Achieving uniqueness for contracts with multiple maintainers is more difficult, and the maintainers must trust each other. To handle this case, follow the KeyState approach from the previous section. The main difference is that the KeyState contracts must have multiple signatories. Thus you must follow the usual Daml pattern of collecting signatories. Beware that you must still structure this such that you only ever create one KeyState contract.

Formal Semantics of Keys in Canton

In terms of the Daml ledger model, Canton’s virtual shared ledger satisfies key consistency only when it represents a single UCK domain. In general, Canton’s virtual shared ledger violates key consistency. That is, NoSuchKey k actions may happen on the ledger even when there exists an active contract with the key k. Similarly, Create actions for a contract with the key k may appear on the ledger even if another active contract with the key k exists.
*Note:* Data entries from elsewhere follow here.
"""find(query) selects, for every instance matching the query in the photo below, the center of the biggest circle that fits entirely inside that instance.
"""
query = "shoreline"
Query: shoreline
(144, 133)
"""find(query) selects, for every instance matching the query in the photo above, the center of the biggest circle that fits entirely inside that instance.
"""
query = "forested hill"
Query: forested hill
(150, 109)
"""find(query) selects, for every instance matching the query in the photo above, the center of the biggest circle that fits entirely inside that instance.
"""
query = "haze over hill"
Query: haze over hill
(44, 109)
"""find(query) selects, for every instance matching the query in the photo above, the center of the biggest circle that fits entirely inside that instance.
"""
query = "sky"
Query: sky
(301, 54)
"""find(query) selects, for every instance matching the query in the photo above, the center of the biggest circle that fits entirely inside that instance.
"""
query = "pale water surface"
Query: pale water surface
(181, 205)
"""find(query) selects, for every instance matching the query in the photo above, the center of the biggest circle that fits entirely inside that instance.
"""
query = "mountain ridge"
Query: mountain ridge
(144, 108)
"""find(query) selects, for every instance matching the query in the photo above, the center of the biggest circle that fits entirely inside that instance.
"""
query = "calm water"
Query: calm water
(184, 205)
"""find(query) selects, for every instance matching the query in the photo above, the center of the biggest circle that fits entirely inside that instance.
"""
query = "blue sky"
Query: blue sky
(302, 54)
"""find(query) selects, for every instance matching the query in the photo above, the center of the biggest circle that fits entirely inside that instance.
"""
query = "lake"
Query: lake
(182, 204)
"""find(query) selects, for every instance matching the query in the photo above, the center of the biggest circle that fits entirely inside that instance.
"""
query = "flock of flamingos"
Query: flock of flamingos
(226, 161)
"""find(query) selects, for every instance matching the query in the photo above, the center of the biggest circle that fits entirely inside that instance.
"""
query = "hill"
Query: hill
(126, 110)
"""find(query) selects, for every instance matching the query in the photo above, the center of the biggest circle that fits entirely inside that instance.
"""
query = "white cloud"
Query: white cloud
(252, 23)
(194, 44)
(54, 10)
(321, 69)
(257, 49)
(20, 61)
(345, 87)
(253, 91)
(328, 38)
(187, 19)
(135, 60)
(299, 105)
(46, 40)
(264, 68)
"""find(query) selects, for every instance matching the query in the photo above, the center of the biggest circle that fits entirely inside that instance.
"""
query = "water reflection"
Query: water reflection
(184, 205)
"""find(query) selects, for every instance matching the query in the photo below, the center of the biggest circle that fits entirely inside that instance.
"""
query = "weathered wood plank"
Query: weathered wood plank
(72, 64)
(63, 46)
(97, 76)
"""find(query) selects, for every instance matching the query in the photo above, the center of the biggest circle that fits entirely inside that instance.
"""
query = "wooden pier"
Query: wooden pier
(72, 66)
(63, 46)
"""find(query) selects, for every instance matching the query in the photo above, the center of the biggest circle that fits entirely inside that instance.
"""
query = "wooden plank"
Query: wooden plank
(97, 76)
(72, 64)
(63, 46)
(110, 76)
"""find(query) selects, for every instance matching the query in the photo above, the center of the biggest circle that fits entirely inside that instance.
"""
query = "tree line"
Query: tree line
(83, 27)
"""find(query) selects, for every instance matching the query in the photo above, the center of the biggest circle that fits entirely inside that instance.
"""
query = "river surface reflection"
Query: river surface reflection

In terms of Daml evaluation, i.e., the translation of Daml into the ledger model transactions, the following changes:

  • When evaluated against an active contract set, a fetchByKey k may result in a Fetch c action for any active contract c with the key k (in Canton, there can be multiple such contracts). In the current implementation, it will favor the most recently created contract within the single transaction. However, this is not guaranteed to hold in future versions of Canton. If no contract with key k is active, it will fail as usual.

  • Similarly, lookupByKey k may result in a Fetch c for any active contract c with the key k of which the submitter is a stakeholder. If no such contract exists, it results in a NoSuchKey k as usual.

  • Likewise, an exerciseByKey k may result in an Exercise on any contract c with the key k. It fails if no contract with key k is active.

Domains with uniqueness guarantees

A Canton domain can be configured to provide unique contract key (UCK) semantics. The semantic differences of normal domains disappear if the transactions are submitted to a participant connected to a Canton domain in UCK mode. The workarounds are not needed then. The UCK mode can be configured in the domain configuration file by setting the unique-contract-key flag.

canton {
  domains {
    unique-contract-key-domain {
      domain-parameters.unique-contract-keys = true

      storage = ${}
      storage.config.url = ${?_shared.url-prefix}"uck-domain"${?_shared.url-suffix}

      public-api.port = 10018
      admin-api.port = 10019

Participants can connect to a UCK domain only if they have never connected to a different domain. Moreover, once they have successfully connected to a UCK domain, they will refuse to connect to other domains. Accordingly, conflict detection on a single domain suffices to check for key uniqueness. Participants connected to a UCK domain check for key conflicts whenever they host one of the key maintainers:

  • When a contract is created, they check that there is no other active contract with the same key.

  • When the submitted transaction contains a negative key lookup, the participants check that there is indeed no active contract for the given key.


Daml workflows deployed on a UCK domain are locked into this domain. They cannot use in Canton’s composability and interoperability features because the participants will refuse to connect to other domains.